Konya maçında Galatasaray lehine penaltı kararı veren Hüseyin Göçek de VAR hakemi Halis Özkahya ile uzun uzun konuşmuş, ama ekranda yeniden izleme gereği görmeden "Penaltı" deyince, ikisi de Türk spor medyası tarafından idam edilmişlerdi.
VAR nedir, nasıl kullanılır hala bilmeyen, federasyonun her gazeteciye yolladığı VAR broşürünü bir kere okumadan ahkam kesen Türk medyası genelde tartışmalı penaltının haksız olduğunu söyledi. Ben katılmıyorum.
Bizim medyamız ayağa dalarak yapılan müdahalelerde hala "Topa dokundu ama" demeye devam ediyor. Hareket kurallara aykırıysa, topa dokunmak faulü kurtarmaz. Kafaya çıkarken, dirsekle omuza basıyorsanız, topa dokunmanız faulü önlüyor mu?.
Bizim futbolcularımız da hala öğrenemedi. Çünkü öğreten Hoca yok.. İşte kıyamet koparan Fatih Hocam bile ayni kafada çünkü.

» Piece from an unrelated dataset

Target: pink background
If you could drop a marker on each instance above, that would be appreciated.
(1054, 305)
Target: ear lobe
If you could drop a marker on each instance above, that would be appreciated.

Rakibin ayağındaki topa dalarken, ona yakın taraftaki ayağınızı uzattınız mı, topa dokunsanız bile önce çelme taktığınız için, karar fauldür.
Çelmenin geldiğini gören rakip, düşmemek, ya da sizin ayağınızı ezmemek için refleks olarak zıplar ve dengesini ve pozisyonunu kaybeder de ondan..
Bu sebeple, nizami, yasal, kabul edilir dalış, dıştaki ayakla yapılabilir. İşte o zaman topa dokunmak durumu kurtarır, ancak. Sadece o zaman!. Yani!. Hüseyin Göçek ve Halis Özkahya'nın ortak "Penaltı" kararları doğrudur!.